We drove slowly, playing our favorite music, enjoying the beautiful weather for the drive home, reflecting on a good trip. Stick around for the reflections in the next and final part of this trip report.

 



Part 11 of 1


* Reflection *

The trip had its ups and downs (literally and metaphorically), and was challenging at times, and but I am glad I experienced it. Cherry Lake is as beautiful as they say, and we got great weather during our stay that really completed the experience. Even though we only caught a single fish the whole trip, that one fish was pretty nice!

F and I talked about what went well and what didn’t, and he fully agreed that he had too much going on with multiple GoPros and cameras and other various electronics, and didn’t help as much on portages and with camp chores as maybe he should have. I got over it though and he knows to improve on it in the future. We are still friends after this trip, so there is that.

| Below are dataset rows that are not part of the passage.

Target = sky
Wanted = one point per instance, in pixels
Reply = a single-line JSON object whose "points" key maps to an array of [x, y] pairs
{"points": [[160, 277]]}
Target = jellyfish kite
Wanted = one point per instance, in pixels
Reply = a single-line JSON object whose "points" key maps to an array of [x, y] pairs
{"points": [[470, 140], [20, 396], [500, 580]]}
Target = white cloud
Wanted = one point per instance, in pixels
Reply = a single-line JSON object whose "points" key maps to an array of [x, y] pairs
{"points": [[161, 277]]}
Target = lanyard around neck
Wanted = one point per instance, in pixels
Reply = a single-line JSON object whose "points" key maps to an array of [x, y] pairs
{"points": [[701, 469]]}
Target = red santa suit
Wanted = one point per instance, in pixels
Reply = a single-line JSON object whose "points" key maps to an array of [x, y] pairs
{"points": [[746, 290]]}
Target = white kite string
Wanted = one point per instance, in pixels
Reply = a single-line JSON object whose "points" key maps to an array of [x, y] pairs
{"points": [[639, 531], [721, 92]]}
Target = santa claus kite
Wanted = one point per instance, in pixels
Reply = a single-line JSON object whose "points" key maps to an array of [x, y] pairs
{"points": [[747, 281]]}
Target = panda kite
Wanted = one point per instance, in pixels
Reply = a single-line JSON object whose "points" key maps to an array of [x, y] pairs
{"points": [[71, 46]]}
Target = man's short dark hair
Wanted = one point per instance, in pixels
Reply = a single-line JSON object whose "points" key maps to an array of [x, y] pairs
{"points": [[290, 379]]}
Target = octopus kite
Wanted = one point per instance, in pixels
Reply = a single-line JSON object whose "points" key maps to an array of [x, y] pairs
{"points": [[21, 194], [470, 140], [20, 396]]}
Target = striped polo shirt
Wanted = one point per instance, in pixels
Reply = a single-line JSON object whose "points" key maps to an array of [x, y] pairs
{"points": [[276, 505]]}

Still, for all future trips, I will make sure the people I’m going with understand priorities for the group, and are willing to help and do things without being asked. It did bother me a bit but I did my best not to think about it and just look around me and enjoy it.

Besides the mentioned faults of this trip, we did most things really well. None of our setbacks truly impacted our safety or sanity (for the most part anyway!). We were responsible when using sharp things, when using the stove and making fires, and in leaving no trace. Most things went well on this trip and we were both happy for that.

This route was pretty awesome, all things considered. I really like Cherry and the NAK area. The push to SAK on the first day was taxing, but everything else about the trip was pretty great! I would like to see NAK again, Ottertrack would be great. I gotta get to Lake of the Clouds somehow! So of course, I’ve already got a route to check it out, along with a bunch of other new stuff further southeast as well. All I know is, I love this area, and I’m really glad I got the chance to see it.